The problem with underage drinking and driving is that it can be hidden. Parents often resist the idea that their underage child is drinking – let alone drinking and driving. Children, in turn, will sometimes go to great lengths to hide the fact that they are drinking from their parents – even if it means driving home drunk. Here is what parents must do to address the issue:
1) Bring up underage drinking first. Talking to your kids about drinking is important, because you want to explain why it can be dangerous. Your local police force likely has educational material about alcohol and drug use – they likely have materials you can use when talking to your child.
2) Next, bring up drinking and driving. Once you have had a talk about drinking, choose a separate time to discuss drinking and driving. This ensures that you don’t send a confusing mixed message: “drinking is wrong, but if you do, don’t drive.” Addressing the two separately allows you to address the unique risks of both. Again, your local police department can help provide you with statistics about Florida drunk driving accidents as well as educational materials you can use. Be specific in this talk – some teens think that “just one drink” will not make them unsafe to drive. It is your job that they understand the risks.

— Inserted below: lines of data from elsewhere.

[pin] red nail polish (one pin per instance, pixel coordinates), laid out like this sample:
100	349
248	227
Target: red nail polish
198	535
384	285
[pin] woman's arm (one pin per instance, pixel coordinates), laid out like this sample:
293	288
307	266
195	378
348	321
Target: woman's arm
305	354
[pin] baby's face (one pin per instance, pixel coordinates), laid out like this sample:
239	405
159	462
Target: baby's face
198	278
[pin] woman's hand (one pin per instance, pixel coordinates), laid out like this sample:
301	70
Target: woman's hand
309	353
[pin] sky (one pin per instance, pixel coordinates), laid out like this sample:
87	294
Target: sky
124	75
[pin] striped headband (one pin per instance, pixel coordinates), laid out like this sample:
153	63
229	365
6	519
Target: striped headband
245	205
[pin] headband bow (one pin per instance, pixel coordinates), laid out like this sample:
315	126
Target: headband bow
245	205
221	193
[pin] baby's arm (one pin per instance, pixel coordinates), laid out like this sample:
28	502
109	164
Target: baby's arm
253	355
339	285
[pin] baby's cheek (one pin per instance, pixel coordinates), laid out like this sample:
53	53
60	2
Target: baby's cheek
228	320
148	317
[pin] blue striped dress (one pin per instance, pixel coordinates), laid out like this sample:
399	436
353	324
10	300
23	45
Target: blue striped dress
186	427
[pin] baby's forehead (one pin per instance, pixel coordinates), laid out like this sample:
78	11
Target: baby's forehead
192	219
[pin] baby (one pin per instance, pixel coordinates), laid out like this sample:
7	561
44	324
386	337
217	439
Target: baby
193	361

3) Create an agreement. Have your children sign an agreement with you, agreeing to call you if they need a safe ride home. Ask your child’s input about the agreement – they may want a promise that you don’t ask questions, for example. Create an agreement that you can both honor.
4) Watch your own mixed signals. If you drive recklessly, you could cause an accident – and you are sending the wrong message. If you don’t want your child to take risks on the road, you have to ensure you don’t, either.